On Radical Self-acceptance

I recently read this article on being proactive vs reactive. It really captures how I've developed and how we have developed as a family in the age of Covid. Life in the 'before time' was reactive--we took life as it came, and were simply doing our best. The problem is, that wasn't enough. In fact, it wasn't good at all. We (hub and I) were tired, stressed, too busy, and just barely balancing it all. Post-quarantine has stripped all of that away, in some ways for the worse (probably common to many) but also for the better. Being stripped of all of the 'to-dos' and social planning left us with much to think about, with many raw emotions and ancient pains that rose to the surface in search of healing. And healing, while painful and messy, is also beautiful and brave and a worthwhile journey. So here we are, clinging to one another, grateful for one another, and regularly turning to eachother while doing dishes or some other mindless task, and saying "we make a good team." So this eight-month long journey has been, in all of its hardship and uncertainty, a blessing.

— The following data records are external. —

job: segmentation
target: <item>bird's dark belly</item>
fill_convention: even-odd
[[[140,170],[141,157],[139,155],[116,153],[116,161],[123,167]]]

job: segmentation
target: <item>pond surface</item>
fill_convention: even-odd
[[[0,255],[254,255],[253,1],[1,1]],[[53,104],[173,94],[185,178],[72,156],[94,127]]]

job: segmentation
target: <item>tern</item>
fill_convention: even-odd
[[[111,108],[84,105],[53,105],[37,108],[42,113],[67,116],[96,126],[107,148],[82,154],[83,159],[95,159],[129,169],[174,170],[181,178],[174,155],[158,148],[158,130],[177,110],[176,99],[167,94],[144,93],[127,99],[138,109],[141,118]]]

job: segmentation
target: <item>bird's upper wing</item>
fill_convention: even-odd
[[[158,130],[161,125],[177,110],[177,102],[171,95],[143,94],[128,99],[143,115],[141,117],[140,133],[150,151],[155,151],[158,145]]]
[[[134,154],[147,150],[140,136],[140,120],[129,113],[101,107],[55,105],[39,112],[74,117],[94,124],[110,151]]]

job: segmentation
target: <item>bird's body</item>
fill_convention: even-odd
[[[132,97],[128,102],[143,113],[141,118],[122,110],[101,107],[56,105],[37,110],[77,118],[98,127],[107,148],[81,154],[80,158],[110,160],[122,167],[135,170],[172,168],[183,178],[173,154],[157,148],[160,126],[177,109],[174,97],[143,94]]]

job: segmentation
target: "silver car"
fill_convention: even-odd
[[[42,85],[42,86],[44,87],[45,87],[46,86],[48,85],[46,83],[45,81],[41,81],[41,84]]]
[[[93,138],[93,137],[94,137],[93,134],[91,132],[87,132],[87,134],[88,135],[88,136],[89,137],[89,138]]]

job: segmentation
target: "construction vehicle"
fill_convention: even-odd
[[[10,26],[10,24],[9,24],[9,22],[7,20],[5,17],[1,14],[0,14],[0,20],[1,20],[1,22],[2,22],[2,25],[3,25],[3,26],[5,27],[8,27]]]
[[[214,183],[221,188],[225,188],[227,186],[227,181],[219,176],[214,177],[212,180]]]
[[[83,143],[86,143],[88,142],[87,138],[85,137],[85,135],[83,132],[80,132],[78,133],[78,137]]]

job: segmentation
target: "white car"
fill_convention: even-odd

Anyway, back to being proactive vs reactive! Lord how this has changed my perspective! There are a few things the article mentions, but here's been my personal action points after reading it:

I've had to completely rearrange my priorities. While my little family at home has always been my top priority, I had failed to prioritize my friendships and my own wellness. I had internalized my frustrations and then released them on folks who didn't deserve it. Meanwhile, the ones who did deserve my wrath (ha!) didn't receive it. I was overly forgiving to the wrong people, and overly exacting to those who had always supported me. I'm still working on owning that behavior and recommitting to those friendships.

I started to hold myself accountable. I had no right to complain about things I wasn't willing to change. And as we all know, change takes courage and momentum. I had to get honest with myself--brutally honest--about what I did and didn't want in my life, and I had to call myself out on my actions and even lack of action in certain areas. I was only fooling myself by continuing to drink from a poisoned well, and especially when I passed that toxicity onto others as if it were some kind of hot potato. 

Mindfulness helps. Becoming aware of each and every element of my life, and choosing to be proactive over reactive--what a concept! Acting on that decisiveness and giving myself permission to be fully, wholly, and actively myself has been incredibly liberating. It's made me a better wife and mom, as I'm able to be a non-judgmental listener who can offer words of courage and hope because I'm pulling from a reserve that I know how to keep full. So--mindfulness, proactiveness, and radical self-acceptance--that's what it's all about right now, folks. Not always every day, and not always at the same time--but cultivating these ideals within oneself is where joy comes from.